From 1982, wide Yugoslav audience knows Pahek also as a cover artist for science fiction and fantasy books from the writers such as Robert Heinlein, Philip K. Dick, Arthur C. Clarke, Douglas Adams, Terry Pratchett, Tim Powers and Slobodan Škerović.

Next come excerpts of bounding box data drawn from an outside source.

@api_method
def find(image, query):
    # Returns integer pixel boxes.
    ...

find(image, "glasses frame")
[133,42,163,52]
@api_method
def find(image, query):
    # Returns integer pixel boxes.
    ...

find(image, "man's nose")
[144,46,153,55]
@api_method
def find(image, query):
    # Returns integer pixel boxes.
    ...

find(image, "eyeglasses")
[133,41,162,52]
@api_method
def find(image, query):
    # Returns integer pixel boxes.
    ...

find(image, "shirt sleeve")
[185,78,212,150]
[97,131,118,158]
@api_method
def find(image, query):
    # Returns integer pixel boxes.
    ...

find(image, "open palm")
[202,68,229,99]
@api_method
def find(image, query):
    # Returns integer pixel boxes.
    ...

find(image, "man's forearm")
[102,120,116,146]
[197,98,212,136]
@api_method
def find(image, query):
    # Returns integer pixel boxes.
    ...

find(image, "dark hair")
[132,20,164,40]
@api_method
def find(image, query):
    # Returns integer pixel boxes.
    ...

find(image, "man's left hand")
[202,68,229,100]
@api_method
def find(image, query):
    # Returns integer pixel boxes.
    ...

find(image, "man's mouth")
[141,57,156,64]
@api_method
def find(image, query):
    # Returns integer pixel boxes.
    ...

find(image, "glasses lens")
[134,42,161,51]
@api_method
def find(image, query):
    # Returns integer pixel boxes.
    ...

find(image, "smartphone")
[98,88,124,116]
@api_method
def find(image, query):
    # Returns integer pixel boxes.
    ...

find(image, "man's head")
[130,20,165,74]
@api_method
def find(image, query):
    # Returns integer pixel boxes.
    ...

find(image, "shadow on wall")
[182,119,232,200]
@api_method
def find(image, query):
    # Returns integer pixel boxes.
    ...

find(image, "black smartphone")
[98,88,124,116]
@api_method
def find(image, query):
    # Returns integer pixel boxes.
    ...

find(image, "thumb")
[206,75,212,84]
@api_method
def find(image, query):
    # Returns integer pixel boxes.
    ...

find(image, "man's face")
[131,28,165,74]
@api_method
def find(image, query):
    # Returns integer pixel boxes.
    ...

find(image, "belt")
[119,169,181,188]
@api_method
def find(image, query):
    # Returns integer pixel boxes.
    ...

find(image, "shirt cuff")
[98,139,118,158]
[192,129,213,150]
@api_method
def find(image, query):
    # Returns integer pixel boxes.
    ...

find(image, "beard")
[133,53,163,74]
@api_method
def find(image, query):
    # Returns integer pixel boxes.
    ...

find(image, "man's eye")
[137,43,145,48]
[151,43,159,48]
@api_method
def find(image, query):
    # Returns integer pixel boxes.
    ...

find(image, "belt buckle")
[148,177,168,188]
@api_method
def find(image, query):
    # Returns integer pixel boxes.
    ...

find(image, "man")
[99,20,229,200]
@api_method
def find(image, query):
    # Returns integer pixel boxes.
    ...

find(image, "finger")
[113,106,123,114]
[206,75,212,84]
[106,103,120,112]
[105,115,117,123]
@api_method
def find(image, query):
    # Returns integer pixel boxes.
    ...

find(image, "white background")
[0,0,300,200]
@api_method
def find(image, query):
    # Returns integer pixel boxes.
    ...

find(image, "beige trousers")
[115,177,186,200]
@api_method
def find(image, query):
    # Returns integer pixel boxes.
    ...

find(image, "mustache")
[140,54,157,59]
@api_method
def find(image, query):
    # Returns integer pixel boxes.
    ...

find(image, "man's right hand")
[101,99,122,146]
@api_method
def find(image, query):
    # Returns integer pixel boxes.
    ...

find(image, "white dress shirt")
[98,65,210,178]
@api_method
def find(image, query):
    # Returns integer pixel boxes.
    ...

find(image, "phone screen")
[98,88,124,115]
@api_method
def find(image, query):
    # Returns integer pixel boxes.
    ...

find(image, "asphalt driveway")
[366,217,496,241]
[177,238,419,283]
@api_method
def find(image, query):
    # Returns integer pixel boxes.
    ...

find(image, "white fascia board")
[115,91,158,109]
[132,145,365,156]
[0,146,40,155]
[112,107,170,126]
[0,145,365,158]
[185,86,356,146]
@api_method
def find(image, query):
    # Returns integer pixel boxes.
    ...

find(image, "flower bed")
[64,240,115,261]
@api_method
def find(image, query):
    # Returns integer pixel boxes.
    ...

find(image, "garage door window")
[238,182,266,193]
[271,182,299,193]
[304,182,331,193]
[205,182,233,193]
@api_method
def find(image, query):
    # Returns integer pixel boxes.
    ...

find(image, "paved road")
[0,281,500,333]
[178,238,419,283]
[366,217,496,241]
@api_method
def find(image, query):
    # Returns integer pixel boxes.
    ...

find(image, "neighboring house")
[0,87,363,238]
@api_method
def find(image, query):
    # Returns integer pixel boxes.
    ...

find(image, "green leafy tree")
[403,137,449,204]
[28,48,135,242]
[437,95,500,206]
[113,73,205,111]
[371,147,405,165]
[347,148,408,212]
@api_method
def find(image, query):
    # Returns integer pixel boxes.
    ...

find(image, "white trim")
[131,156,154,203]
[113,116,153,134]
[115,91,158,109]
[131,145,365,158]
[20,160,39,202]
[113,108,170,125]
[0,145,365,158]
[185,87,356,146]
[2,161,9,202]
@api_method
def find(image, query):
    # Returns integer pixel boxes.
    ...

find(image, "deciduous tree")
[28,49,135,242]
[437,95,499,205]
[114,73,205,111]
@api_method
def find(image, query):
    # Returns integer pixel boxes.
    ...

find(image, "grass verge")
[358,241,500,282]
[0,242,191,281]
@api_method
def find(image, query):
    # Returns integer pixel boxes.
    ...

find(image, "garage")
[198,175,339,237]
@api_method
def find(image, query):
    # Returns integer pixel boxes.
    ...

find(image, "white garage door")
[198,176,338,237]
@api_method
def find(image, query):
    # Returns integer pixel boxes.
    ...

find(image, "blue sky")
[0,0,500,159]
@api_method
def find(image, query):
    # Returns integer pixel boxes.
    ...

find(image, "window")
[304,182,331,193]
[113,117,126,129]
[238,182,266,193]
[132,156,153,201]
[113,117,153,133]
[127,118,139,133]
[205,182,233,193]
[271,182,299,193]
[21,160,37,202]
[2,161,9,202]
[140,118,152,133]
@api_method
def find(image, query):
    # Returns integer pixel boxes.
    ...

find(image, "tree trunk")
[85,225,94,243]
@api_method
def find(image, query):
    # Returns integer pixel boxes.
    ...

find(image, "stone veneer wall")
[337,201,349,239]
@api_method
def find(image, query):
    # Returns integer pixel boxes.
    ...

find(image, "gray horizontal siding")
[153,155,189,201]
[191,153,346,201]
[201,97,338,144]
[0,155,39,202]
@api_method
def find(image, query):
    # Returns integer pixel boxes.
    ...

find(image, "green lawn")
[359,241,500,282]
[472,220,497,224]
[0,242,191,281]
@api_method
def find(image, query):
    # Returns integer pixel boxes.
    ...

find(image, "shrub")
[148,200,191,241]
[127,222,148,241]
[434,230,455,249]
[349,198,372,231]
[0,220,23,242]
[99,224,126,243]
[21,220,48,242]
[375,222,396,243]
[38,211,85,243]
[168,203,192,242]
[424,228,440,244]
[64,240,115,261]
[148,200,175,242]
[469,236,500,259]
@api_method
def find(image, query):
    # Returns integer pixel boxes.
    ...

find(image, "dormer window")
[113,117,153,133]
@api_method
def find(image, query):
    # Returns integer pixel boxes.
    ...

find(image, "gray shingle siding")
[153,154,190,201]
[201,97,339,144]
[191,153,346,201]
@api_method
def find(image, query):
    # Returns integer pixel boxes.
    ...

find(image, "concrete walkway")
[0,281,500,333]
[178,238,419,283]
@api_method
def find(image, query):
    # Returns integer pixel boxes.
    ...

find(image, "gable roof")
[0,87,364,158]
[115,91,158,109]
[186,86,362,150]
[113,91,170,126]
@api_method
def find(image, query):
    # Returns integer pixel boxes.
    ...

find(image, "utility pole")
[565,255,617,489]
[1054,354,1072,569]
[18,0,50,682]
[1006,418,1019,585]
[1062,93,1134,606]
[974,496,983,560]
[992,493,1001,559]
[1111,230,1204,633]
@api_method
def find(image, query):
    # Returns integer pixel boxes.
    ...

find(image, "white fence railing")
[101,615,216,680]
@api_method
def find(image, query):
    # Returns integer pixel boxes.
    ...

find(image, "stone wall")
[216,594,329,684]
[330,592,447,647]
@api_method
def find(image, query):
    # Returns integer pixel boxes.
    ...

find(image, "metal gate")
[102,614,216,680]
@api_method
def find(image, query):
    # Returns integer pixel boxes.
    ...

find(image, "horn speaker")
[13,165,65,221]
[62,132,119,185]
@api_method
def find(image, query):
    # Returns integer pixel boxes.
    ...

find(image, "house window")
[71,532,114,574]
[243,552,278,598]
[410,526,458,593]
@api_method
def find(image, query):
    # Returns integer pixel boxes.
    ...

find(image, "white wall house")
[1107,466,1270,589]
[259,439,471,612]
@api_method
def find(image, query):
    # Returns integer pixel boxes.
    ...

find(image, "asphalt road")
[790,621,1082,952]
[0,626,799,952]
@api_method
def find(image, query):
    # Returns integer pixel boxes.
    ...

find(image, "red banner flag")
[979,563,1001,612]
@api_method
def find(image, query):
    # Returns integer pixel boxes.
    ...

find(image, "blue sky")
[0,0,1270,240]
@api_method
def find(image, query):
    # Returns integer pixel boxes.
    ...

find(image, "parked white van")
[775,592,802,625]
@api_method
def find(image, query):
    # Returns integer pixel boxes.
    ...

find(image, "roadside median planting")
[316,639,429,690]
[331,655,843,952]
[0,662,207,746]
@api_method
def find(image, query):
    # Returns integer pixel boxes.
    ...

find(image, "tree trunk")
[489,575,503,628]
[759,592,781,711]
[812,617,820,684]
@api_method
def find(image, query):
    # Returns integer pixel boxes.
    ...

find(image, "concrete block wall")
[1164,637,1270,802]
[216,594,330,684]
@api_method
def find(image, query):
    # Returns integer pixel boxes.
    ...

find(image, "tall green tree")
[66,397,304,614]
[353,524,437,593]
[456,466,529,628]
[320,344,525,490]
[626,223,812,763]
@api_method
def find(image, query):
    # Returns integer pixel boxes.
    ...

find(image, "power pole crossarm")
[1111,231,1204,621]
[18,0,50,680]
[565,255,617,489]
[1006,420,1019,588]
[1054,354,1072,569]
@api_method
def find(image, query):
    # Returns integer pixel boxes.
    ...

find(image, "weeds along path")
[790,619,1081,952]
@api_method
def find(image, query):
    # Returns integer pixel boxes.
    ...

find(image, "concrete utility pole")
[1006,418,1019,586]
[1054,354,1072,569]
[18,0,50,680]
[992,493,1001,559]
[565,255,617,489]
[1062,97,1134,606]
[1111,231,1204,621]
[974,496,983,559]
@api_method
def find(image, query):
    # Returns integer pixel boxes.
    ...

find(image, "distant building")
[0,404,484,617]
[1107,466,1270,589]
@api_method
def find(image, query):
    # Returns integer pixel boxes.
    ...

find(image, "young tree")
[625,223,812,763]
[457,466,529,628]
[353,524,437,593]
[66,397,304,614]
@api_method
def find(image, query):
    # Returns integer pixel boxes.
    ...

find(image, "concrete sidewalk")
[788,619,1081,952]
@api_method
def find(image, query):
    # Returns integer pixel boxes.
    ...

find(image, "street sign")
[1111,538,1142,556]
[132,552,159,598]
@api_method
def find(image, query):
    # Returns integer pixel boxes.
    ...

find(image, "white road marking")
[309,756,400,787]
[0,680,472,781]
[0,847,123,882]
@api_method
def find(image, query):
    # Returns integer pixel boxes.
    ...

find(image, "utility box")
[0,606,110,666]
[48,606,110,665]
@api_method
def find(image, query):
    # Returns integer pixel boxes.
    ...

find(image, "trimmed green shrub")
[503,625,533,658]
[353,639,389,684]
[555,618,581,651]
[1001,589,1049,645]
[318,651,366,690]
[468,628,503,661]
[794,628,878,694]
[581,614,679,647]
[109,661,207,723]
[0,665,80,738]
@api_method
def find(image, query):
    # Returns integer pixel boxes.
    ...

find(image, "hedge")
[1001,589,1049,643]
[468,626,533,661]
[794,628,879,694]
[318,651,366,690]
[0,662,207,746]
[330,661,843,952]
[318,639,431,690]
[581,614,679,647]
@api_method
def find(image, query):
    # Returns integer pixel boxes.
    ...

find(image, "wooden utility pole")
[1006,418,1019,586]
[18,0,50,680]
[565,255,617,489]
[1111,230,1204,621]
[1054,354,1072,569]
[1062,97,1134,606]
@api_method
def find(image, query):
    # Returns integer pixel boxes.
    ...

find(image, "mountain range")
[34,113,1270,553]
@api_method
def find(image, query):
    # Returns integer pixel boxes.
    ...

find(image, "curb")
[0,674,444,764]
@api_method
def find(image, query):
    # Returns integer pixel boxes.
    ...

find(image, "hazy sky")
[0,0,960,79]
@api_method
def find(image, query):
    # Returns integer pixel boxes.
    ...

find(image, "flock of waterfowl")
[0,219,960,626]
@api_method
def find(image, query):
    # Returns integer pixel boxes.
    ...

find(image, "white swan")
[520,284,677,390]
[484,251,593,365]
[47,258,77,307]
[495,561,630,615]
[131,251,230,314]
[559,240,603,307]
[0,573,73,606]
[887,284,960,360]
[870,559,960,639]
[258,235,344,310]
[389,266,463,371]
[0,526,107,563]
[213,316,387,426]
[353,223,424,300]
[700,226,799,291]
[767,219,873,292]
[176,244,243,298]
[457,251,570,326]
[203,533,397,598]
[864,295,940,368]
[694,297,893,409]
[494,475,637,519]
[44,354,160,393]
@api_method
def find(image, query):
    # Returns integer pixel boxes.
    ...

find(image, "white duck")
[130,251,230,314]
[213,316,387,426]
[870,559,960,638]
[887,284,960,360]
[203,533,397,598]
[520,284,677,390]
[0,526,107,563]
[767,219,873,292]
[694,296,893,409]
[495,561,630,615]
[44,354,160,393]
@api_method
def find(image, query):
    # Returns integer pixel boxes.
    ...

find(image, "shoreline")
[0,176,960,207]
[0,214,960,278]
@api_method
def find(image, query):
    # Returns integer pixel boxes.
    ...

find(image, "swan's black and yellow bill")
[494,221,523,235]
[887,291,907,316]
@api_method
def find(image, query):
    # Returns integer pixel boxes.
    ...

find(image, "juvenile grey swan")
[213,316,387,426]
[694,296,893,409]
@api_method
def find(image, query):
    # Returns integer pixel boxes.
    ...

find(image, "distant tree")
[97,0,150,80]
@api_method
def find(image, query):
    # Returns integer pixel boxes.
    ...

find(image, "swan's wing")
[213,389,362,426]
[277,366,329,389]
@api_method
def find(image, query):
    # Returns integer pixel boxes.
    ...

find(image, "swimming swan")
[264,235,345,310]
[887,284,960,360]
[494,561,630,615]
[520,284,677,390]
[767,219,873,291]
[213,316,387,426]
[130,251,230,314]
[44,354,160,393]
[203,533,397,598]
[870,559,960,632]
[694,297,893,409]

He has also written scripts for D. Bosnić and D. Savić, and worked as a colorist for Hermann Huppen's acclaimed comics series — Jeremiah and The Towers of Bois-Maury.

== Critical reception ==
"In artists like Đorđe Milović, Željko Pahek and Zoran Tucić we have contemporary draughtsman of truly international calibre." – Paul Gravett

== Works (a choice) ==

=== Comics, graphic novels and caricatures===
- As the main creator
- Astro-iđani, Yugoslavia /Serbia/, 1981–1983.
- Once upon a time in the future, United States, 1991.
- Depilacija Mozga, Yugoslavia /Serbia/, 1997.
- Badi kukavica i druge priče, Yugoslavia /Serbia/, 2001.
- Moby Dick 1–2, France, 2005.
- 1300 kadrova, Bosnia and Herzegovina, 2014.
- Error Data (Chronicles by a Burnt Out Robot), England, 2016.
- La Légion des imperméables, France, 2016. (original title: "Legija nepromočivih"; int. title: "The Legion Of The Waterproof")

- Anthologies and collections
- Durch Bruch, Germany, 1990. (also translated as: Breakthrough, Après le mur, Falomlás, Der var engang en mur, Murros: Rautaesirippu repeää...)
- 15 Years of Heavy Metal: The World's Foremost Illustrated Fantasy Magazine, USA, 1992.
- Signed by War — Getekend door de oorlog ("Potpisano ratom"), Netherlands, 1994.
- 20 Years of Heavy Metal, USA, 1997.
- Heavy Metal Magazine: 35th anniversary issue, USA, 2012.
- Balkan Comics Connections: Comics from the ex-YU Countries, United Kingdom, 2013.
- Odbrana utopije, Serbia, 2014.
- Sarajevski atentat, Bosnia and Herzegovina, 2016.

- As the colorist
- Jeremiah, by Hermann Huppen
- The Towers of Bois-Maury, by Hermann Huppen

== Literature ==
- Zupan, Zdravko (2007). "Vek stripa u Srbiji"
- Ivkov, Slobodan. 60 godina domaćeg stripa u Srbiji (1935—1995), leksikon-katalog, Galerija „Likovni susret“, Subotica, 1995. E-edition: Projekat Rastko
- Tamburić Živojin, Zdravko Zupan, Zoran Stefanović & Paul Gravett. The Comics We Loved: Selection of 20th Century Comics and Creators from the Region of Former Yugoslavia (a critical lexicon), "Omnibus", Beograd, 2011.
- Tucakov, Anica. Strip u Srbiji 1975-1995, Zadužbina „Andrejević“, Beograd, 2000.